Monday, November 4, 2013

Where did Marco Polo come from?


Croatia.
Marco Polo (or Mark Chicken, in English) was born Marko Pilí c in Korcula, Dalmatia, in 1254, then a
protectorate of Venice.
We shall probably never know whether he really went to the Far East as a seventeen-year-old with his
merchant uncles or if he simply recorded the tales of Silk Road traders who stopped off at their Black
Sea trading post.
What is certain is that his famous book of travels was largely the work of a romance writer called
Rustichello da Pisa, with whom he shared a cell after being captured by the Genoans in 1296. Polo
dictated it; Rustichello wrote it in French, a language Polo didn’t speak.
The result, which appeared in 1306, was designed to entertain, and it became a best seller in the era
before printing. As an accurate history its status is less secure.

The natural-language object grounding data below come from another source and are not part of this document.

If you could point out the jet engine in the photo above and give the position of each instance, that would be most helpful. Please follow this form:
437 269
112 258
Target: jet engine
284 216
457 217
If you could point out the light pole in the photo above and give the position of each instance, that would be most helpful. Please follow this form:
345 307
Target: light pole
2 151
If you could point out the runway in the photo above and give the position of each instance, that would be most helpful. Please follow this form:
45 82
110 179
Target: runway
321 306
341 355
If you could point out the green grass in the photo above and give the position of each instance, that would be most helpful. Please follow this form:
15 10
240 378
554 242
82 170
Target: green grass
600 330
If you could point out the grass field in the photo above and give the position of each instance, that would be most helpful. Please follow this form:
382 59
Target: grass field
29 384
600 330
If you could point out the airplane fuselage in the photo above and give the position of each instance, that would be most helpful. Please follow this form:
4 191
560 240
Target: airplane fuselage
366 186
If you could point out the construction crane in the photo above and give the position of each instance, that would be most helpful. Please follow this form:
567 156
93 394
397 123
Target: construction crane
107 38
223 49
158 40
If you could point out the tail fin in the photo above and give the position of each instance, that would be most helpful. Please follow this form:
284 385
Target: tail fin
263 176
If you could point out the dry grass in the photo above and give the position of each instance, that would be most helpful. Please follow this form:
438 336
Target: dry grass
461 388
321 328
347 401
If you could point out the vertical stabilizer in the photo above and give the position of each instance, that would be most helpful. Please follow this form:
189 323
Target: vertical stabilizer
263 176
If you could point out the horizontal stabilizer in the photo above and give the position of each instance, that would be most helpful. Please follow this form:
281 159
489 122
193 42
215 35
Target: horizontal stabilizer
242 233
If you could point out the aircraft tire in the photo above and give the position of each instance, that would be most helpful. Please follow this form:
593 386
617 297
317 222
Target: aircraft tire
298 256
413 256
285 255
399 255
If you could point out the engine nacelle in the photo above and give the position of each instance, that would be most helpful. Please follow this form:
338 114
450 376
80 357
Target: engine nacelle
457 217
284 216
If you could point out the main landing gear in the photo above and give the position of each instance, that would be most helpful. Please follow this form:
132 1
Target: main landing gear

Its original title was Il Milione (the million) for reasons that are now obscure, although it quickly became
nicknamed “the million lies,” and Polo—now a rich and successful merchant—was known as “Mr
Million.” It was probably just a catchy thirteenth-century version of a title, like Wonder Book of
Wonders. No original manuscripts survive.
Marco Polo is also supposed to have brought pasta and ice cream to Italy.
In fact, pasta was known in Arab countries in the ninth century and dried macaroni is mentioned in
Genoa in 1279, twenty-five years before Polo claimed to have returned. According to the food historian
Alan Davidson, the myth itself only dates back as far as 1929, when it was mentioned in an American
pasta-trade journal.
Ice cream may well be a Chinese invention, but it seems unlikely to have been introduced to the West by
Polo, as it doesn’t get mentioned again until the middle of the seventeenth century.